Une année s'est écoulée, pendant laquelle l'INFB a élaboré ses premiers programmes avec une équipe très restreinte (cinq postes budgétaires pourvus, puis deux de plus en mars 1993, avant que trois autres agents arrivent en septembre 1993, et les maîtres de conférence attendus en janvier 1994). Trois mois après l'installation à Villeurbanne paraissait le premier programme de formation continue pour 1994, trois mois plus tard étaient accueillis les premiers bibliothécaires d'Etat, recrutés par concours interne exceptionnel. Sur le premier semestre 1993, un petit bilan s'impose :
- 106 bibliothécaires stagiaires accueillis, soit 2 705 journées ;
- 287 stagiaires reçus dans les stages de formation continue, soit 1 349 journées, dont 127 pour des bibliothécaires stagiaires accueillis en formation continue.
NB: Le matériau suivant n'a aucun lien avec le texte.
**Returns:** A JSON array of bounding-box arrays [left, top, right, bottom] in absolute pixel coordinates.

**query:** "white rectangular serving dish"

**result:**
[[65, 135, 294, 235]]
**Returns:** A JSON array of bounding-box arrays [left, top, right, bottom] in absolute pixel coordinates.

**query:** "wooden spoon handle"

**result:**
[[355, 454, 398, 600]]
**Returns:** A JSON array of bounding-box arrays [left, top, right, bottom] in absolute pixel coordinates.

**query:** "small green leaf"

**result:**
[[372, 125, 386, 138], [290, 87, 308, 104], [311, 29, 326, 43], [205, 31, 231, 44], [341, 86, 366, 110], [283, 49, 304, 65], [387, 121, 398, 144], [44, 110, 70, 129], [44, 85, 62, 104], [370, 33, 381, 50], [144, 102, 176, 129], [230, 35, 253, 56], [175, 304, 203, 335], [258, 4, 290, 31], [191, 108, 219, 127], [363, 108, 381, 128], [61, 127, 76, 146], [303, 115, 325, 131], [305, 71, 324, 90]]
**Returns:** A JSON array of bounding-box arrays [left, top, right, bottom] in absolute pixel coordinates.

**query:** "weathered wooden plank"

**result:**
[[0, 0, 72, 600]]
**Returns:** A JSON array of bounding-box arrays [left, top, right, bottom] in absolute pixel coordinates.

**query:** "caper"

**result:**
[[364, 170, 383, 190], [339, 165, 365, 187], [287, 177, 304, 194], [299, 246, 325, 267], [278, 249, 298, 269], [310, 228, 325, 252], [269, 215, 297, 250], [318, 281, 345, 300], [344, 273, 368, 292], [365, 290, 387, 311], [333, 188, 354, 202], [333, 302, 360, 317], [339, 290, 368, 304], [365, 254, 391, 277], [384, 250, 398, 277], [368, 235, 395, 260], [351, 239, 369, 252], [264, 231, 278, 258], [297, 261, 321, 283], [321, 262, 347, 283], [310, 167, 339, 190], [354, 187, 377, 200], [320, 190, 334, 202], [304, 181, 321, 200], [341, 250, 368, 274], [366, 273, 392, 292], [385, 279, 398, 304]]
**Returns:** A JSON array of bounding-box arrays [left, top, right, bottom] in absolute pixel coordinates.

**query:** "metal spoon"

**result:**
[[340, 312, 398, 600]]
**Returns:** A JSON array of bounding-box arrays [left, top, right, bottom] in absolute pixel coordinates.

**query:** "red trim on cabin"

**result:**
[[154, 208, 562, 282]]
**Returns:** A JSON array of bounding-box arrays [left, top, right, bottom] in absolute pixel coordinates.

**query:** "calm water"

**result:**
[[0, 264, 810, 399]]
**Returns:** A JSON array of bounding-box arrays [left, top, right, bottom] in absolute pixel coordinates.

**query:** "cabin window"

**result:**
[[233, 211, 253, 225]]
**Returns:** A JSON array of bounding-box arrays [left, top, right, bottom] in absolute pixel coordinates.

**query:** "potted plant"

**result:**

Bref, au total 3 927 journées, en 22 sessions de formation continue et 12 sessions de formation initiale des bibliothécaires, organisées dans des conditions parfois acrobatiques vu l'absence de locaux aptes à recevoir des stagiaires. Premiers constats de cette mise en œuvre : un brassage extrêmement riche entre personnels dépendant de la Culture et personnels sous l'autorité de l'Enseignement supérieur, brassage dans les sessions elles-mêmes (formations initiales et continues) et dans l'information apportée aux agents (échos favorables reçus à la parution des deux premiers Vademecum : formations en bibliothèques, catalogues semestriels de tous les stages de formation continue mais aussi recensements de réflexions, d'adresses utiles, d'informations sur les métiers, etc.).
Des locaux fonctionnels
Et, pendant ce temps, le bâtiment a été recherché, analysé, aménagé... Deux plateaux nus, totalisant 1 250 m2, ont été choisis dans un immeuble d'entreprise ; sous le contrôle de l'INFB et de la Direction régionale des affaires culturelles Rhône-Alpes, qui ont proposé l'architecte Michel Gamard (déjà co-auteur du bâtiment de la bibliothèque départementale de prêt de Saône-et-Loire), le promoteur-vendeur a aménagé ces locaux avant d'en signer l'acte de vente à l'Etat en juillet 1993. L'ensemble de l'opération, équipement mobilier compris en cours, représente un coût de 16 millions de francs, gérés par la DRAC Rhône-Alpes.
Les locaux sont agréables, fonctionnels et, de plus, croyons-nous, d'une architecture intérieure réussie. Un escalier intérieur pivot de l'établissement relie les deux niveaux en un ensemble unique. Outre les bureaux et foyer divers, l'Institut propose maintenant une salle de conférence (93 places), quatre salles de cours, une salle audiovisuelle, deux salles d'enseignement informatique et un centre de documentation. Un travail de signalétique (Olivier Cartaillier, architecte-graphiste) complète l'effet d'image dans l'esprit de la ligne graphique de l'Institut.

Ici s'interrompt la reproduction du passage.